Kawah Ijen Volcano (2386 m) is an active composite volcano located within the Pleistocene Ijen Caldera (old volcanic crater), at the easternmost part of Java island. The visible superficial manifestations of the hydrothermal system of Kawah Ijen’s activity consist of the world’s largest hyperacidic lake on Earth, a few thermal discharges and crater fumaroles which produce significant amounts of native sulfur. The Ijen caldera complex measures approximately 210 km2. Its name is linked to that of the only currently active volcano within the caldera, Kawah Ijen. The caldera contains more than 15 post caldera volcanic cones making it one of the top recommended area in the world for stunning volcanic scenery. The acidic lake is around 800m wide and 200m deep, his temperature is constantly between 35 and 40 degrees with an acidity approaching 0 (ph: 0 – 14 Drinkable water: 7). The lake is also the source for the river Banyupahit, resulting in highly acidic and metal-enriched river water which has a significant detrimental effect on the downstream river ecosystem.

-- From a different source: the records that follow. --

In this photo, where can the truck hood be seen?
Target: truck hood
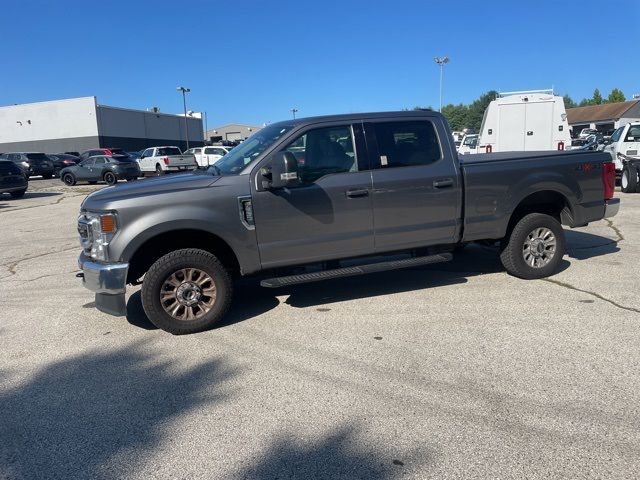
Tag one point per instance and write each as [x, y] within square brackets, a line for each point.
[148, 187]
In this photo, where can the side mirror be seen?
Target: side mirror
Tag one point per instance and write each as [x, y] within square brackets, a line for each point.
[281, 172]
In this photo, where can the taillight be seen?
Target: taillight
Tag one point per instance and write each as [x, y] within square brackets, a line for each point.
[608, 179]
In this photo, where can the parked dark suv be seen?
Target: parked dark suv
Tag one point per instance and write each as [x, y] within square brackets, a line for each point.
[108, 152]
[101, 168]
[12, 179]
[32, 163]
[62, 160]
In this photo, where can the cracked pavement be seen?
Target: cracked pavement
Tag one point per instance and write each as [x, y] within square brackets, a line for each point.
[451, 371]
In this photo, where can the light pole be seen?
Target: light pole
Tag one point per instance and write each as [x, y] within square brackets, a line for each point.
[184, 103]
[442, 61]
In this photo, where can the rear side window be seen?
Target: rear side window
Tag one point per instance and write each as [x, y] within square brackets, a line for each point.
[407, 144]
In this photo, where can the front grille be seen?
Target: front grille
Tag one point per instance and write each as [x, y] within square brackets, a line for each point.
[86, 236]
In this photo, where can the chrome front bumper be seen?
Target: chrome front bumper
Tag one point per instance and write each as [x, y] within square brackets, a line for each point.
[611, 207]
[108, 281]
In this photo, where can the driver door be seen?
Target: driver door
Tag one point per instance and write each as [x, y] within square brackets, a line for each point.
[329, 214]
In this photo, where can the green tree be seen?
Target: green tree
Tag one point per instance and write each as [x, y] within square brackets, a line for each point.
[568, 102]
[456, 115]
[597, 98]
[616, 95]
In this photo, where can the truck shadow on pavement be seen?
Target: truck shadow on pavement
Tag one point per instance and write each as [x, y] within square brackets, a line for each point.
[95, 415]
[251, 300]
[583, 245]
[336, 455]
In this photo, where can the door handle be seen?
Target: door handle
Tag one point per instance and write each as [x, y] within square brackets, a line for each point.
[447, 182]
[362, 192]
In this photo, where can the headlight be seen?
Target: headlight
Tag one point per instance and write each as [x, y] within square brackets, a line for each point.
[96, 231]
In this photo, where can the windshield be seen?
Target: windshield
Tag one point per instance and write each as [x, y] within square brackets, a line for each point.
[37, 156]
[239, 157]
[470, 140]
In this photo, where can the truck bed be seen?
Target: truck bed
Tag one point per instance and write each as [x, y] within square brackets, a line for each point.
[496, 183]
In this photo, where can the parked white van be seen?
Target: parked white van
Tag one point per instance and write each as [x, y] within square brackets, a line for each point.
[525, 121]
[625, 140]
[469, 144]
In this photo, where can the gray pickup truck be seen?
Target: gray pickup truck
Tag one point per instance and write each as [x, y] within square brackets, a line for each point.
[320, 198]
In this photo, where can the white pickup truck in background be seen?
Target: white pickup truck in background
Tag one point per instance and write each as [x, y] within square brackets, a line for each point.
[626, 141]
[161, 160]
[206, 156]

The Ijen caldera complex is a 20 km wide, circular caldera depression that formed over 50,000 years ago as a result of the collapse of the old Ijen stratovolcano due a major eruption. The caldera contains more than 15 postcaldera volcanic cones. Kawah Ijen is the the only currently active system.
No recent oberved lava emission, mainly phreatic activitity (steam).
Activity :1976, 1817, 1917, 1936, 1952, 1993, 1994, 1999, 2000, 2002, 2012. The most recent significant eruption of Kawah Ijen occurred in Jan–Feb 1817.
Since the beginning of the twentieth century, a concrete dam on the west side of Kawah Ijen’s crater has controlled the lake overflow.